Ms. Management Aug 2018

August 17, 2018by melissad0

Q- I’m a new regional manager operating a small portfolio owned by a local family. There is a non-family head of operations that I report to. She has been in place for several years building a solid team throughout the company. I have inherited some notable examples in my assigned region. I mention all this because I’ve recently been made aware of an awkward situation at one of my properties. One of the owners has a son-in-law that has recently graduated from college and been recruited to get involved with the “family business.” With no input from myself and no buy-in from the property manager this son-in-law has been hired and after an informal orientation, assigned to my largest property as assistant manager. Don’t get me wrong, I like the young man.

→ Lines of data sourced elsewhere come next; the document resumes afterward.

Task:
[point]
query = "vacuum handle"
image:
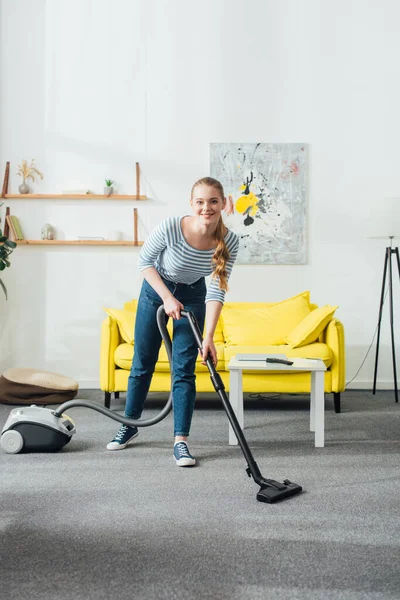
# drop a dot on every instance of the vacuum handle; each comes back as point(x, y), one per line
point(197, 334)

He has some people skills and some experience as a shift manager at a restaurant while going to college. However, there seems to be the underlying idea that he will pick it up as he goes; how hard could it be? Meanwhile, the manager does not want to assign too much so she is doling assignments out piece meal. She is probably also worried that if he knows everything her job is at risk. I don’t know but she is not herself. She has mentioned that Jeff (not his name) probably believes that our rules don’t apply to him. She’s mentioned Jeff has been late several times, left for personal appointments in the middle of his shift, and during an average work week he’s not in team attire at least twice. When my manager mentions these things it’s not with any discipline rendered or discussed. The definite impression is growing that regardless of her or my opinion, we need to adjust to the idea. I don’t want to misstep here. I love my job. I respect my leader and this company. I have never run into this before, but I know this situation is not good for my team or my leadership. Help.

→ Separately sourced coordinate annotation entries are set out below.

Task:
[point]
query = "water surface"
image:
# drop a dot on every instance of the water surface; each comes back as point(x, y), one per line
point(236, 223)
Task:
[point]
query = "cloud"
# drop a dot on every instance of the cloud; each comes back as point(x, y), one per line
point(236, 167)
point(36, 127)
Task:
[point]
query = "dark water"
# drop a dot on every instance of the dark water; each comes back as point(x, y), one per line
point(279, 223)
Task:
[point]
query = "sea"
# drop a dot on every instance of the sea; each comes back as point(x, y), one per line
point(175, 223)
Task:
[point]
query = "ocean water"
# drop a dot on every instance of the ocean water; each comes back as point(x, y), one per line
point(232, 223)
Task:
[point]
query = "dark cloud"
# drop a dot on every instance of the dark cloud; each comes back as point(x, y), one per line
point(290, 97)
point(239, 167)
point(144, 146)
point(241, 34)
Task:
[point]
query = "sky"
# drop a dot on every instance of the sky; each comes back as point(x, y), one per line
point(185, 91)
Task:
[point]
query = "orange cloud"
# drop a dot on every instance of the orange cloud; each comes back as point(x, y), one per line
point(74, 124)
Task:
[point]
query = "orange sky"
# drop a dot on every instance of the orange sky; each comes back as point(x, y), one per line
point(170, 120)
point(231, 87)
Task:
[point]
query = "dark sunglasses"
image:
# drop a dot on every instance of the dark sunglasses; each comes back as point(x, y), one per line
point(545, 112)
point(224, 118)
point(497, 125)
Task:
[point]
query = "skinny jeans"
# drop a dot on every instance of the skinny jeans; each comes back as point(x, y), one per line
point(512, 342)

A- Hmm. First, let me ask. Do you believe that your file leader is aware and cares about this situation? You have framed up your concerns meticulously but with no mention of a frank discussion with the one person that is probably aware of the initial intent by ownership. You have mentioned that she has experience communicating with the owner(s) while building a solid team over time. It’s possible that you and your property manager are coming to conclusions without the benefit of the experienced leadership available to you. So, to do good for your team you need understanding. Don’t assume. Ask. Likelihood is that because some shortcuts were taken to expedite hiring, combined with informal orientation, combined with simplifications in the communications between family members that what we have is that a well-intended young man has been accidentally “set up to fail.” This happens more than you might think. You and your property manager might be delighted to discover that the father-in-law had only one request of the head of operations; “please put Jeff under the direction of your best regional and best property manager. Jeff is a smart young man and needs to learn what are “best practices” in our business.” Good news is that the solution is easily fixed by confronting and correcting misunderstandings. Everybody has a good laugh and then gets to work. Please keep me in the loop.